Most of us take our household appliances for granted, but out here in the bush, with not much company around, we tend to treat ours like members of the family, or indeed loyal servants. After many years of loyal service, good old Sunbeam, who had unfortunately lost her lustre (oh yeah!) and was getting a bit tired of the morning routine, forever transforming whatever scraps of bread or crumpet we cared to jam into her slots. So, she was put into the aged care facility for old appliances aka the shipping container workshop.
On a trip to (the) Good Guys in Kalgoorlie we managed to snag the demo model of a Russell Hobbs ‘Paddington’ toaster for a good price, and next morning we invited Russell to do our toast. Now, because our house is off-the-grid in a very outer suburban location, we saw that Russell or Hobbsy as we had started to call him, was sucking up way too much power for our modest solar power system – at least 50% more than good ol’ Sunbeam. How Paddington! We should have known from his city accent and white sliced bread look.
Although it wasn’t really Russell’s fault (who didn’t check power usage on his bottom?), we had an immediate pow-wow (so to speak!) with him and explained that unfortunately we would have to let him go – to another home. And so he was gifted to Lifeline, for a worthy cause. He was cool with that as he was more an inner city kind of toaster guy anyway. With that name, doh!
On the next trip to Good Guys, with our power usage limit in mind, we spotted a stylish Italian model, ‘Icona Black’ DeLonghi, originally from Treviso, and after a brief chat (she spoke good English) we sealed the deal (another demo model!). Back home, Cona, as we call her, is already a happy member of the kitchen family, toasting well and contributing to la dolce vita, with her lovely Italian accent and black buxomness.

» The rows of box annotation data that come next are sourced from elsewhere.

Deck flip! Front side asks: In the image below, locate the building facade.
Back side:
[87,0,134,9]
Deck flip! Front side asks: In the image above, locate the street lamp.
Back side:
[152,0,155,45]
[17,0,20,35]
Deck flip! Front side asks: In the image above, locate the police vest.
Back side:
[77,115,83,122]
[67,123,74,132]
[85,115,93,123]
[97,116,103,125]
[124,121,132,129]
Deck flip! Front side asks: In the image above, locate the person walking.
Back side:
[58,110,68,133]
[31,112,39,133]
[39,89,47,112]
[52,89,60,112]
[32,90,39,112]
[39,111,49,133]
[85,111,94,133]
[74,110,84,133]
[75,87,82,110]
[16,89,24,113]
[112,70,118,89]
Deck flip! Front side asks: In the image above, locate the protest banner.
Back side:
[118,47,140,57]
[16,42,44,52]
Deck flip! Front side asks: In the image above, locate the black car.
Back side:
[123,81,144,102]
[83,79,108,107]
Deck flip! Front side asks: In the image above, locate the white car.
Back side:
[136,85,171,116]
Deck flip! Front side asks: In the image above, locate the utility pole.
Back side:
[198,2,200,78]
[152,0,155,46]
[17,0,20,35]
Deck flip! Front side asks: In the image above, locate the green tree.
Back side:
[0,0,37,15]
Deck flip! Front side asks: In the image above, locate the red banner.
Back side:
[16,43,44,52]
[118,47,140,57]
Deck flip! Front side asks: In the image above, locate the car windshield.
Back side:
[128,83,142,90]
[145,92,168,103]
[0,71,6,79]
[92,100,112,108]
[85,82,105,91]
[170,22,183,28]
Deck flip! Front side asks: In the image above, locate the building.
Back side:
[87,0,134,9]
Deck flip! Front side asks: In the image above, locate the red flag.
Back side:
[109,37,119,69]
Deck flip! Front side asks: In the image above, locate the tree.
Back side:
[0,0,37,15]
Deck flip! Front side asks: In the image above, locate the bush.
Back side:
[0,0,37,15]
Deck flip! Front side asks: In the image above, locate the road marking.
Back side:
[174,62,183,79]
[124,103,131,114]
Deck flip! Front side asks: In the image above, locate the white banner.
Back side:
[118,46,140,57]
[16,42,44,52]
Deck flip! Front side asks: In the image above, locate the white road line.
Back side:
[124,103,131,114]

Even better, she found another Italian friend in the kitchen, Euro gas stove, actually still made in Northern Italy, so first generation immigrant to Australia (much of Cona’s family is now based in China). You should hear them, like old amiches reminiscing about la patria. If only we’d known Cona before last years’ trip to Italy, where we spent a night in Treviso, we might have connected with the DeLonghis. Oh, the world’s a small place, isn’t it?